In questi giorni avendo deciso da qualche anno di raccogliere gli olivi di casa completamente a mano e senza fretta, mi sono ritrovato a cercare di ripulirli alla perfezione e non potevo non ricordare di quando deridevo scherzosamente mio suocero dichiarando maniacale la sua voglia di mettersi a raccogliere fino all’ultima oliva. Come cambiano le cose!

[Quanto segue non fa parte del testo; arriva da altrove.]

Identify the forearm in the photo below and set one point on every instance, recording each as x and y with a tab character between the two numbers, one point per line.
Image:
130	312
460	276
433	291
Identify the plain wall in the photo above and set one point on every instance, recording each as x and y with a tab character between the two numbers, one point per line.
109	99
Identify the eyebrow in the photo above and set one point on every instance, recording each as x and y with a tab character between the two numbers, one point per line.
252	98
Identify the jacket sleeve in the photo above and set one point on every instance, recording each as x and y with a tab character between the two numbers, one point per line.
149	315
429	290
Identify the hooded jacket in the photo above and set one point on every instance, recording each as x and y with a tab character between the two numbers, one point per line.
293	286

Ovviamente ogni scelta pratica ed operativa deve essere contestualizzata alla situazione oggettiva in cui ci si trova… quanti olivi possiedo, di quali attrezzi dispongo e quanto tempo a disposizione ho… ma il punto è di ricordarsi che la situazione oggettiva in cui ci troviamo l’abbiamo creata noi e di anno in anno possiamo aggiustare il tiro e crearci la situazione che si confà maggiormente ad un obbiettivo di trasformare in un momento di bellezza e gioia il lavoro, piuttosto che subire ed adattarci, piegarci alla velocità che spazza via la qualità (sia interiore che esteriore) perché, con le nostre scelte, ci siamo ridotti a dover svolgere molto lavoro in poco tempo a disposizione.

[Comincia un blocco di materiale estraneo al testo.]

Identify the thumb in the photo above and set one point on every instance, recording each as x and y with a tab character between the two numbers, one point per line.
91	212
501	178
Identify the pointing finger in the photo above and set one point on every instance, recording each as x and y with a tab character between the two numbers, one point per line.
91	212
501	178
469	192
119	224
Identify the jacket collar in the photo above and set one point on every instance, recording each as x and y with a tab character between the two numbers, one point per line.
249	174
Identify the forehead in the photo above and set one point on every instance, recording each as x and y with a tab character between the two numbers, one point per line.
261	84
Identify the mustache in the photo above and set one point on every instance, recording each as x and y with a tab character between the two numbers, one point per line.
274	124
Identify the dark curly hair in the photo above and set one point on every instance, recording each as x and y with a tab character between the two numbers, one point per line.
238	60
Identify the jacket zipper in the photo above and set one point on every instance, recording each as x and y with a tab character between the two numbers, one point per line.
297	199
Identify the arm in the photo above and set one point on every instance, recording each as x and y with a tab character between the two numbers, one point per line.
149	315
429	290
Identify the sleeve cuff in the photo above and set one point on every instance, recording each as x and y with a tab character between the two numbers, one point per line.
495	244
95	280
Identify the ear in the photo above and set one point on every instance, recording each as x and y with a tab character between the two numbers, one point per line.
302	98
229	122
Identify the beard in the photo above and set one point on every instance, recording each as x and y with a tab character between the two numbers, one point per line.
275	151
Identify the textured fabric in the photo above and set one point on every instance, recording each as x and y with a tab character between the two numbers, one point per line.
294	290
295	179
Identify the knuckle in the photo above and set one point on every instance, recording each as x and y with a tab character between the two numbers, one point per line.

Quindi prendiamoci tutto il tempo necessario, magari qualche giorno di ferie in più ma lavoriamo con serenità godendo di ogni momento.
Personalmente sono passato dalla gestione di svariate centinaia di ulivi all’anno a poche decine, sufficienti per l’autoproduzione di olio domestico essendo per me prioritario il non lavoro ossia far sì che ogni atto quotidiano sia utile alla autosufficienza ma, allo stesso tempo, sia svolto con la gioia ed il piacere di quel che si sta facendo.

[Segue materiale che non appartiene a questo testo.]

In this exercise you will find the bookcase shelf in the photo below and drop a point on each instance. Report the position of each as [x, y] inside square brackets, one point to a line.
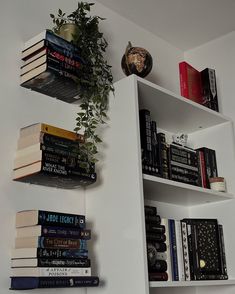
[121, 197]
[174, 113]
[191, 283]
[168, 191]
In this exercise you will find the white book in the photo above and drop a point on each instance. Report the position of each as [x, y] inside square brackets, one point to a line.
[164, 222]
[50, 271]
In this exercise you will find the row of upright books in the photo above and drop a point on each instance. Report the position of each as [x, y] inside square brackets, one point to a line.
[51, 66]
[172, 160]
[50, 156]
[199, 86]
[184, 250]
[51, 251]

Salire troppo con i numeri in genere non aiuta in questo; le attività che si ripetono per troppo tempo ad uno come me stancano, ho bisogno di confrontarmi con sfide nuove, uscire dalla mia area di comfort trovare soluzioni a problemi nuovi e quindi continuare ad usare il cervello per mantenermi vivo ed attivo. Ma c’è anche da dire che bisogna sapersi godere la ripetitività dei lavori monotoni in quanto sono opportunità di “meditazione” e di rilassamento. Credo ci sia un momento per ogni cosa e ognuno ha i suoi momenti; l’importante è rimanere vigili, in ascolto di noi stessi e focalizzare l’obiettivo sulla creazione di bellezza ed armonia dentro e fuori.
Mi si riempie il cuore di gioia quando dall’alto della scala, mentre raccolgo le olive osservo i miei figli che giocano e armoniosamente sulle reti per le olive, li osservavo massaggiarsi a vicenda sulla schiena e poi lungo tutto il corpo con le manine per la raccolta e ridere come matti; ho ascoltato qualche giorno fa mio figlio Nikita di 7 anni esclamare serio, dal nulla: “Raccogliere le olive è la cosa più bella del mondo!” sono frasi da bambino che per tali vanno prese, ma che semplicemente mi raccontano che in quel momento lui era felice! Oltretutto Nikita è per certi versi il più sensibile dei tre fratelli, per cui so che la sua felicita significa anche un feedback di una certa armonia complessiva.
Non penso di essere arrivato al capolinea, ma semplicemente di essermi messo sul sentiero, nella direzione di chi ritorna a contemplare qualità del lavoro e benessere dell’uomo-operatore al primo posto. Cosa che può fare chiunque se solo lo desidera.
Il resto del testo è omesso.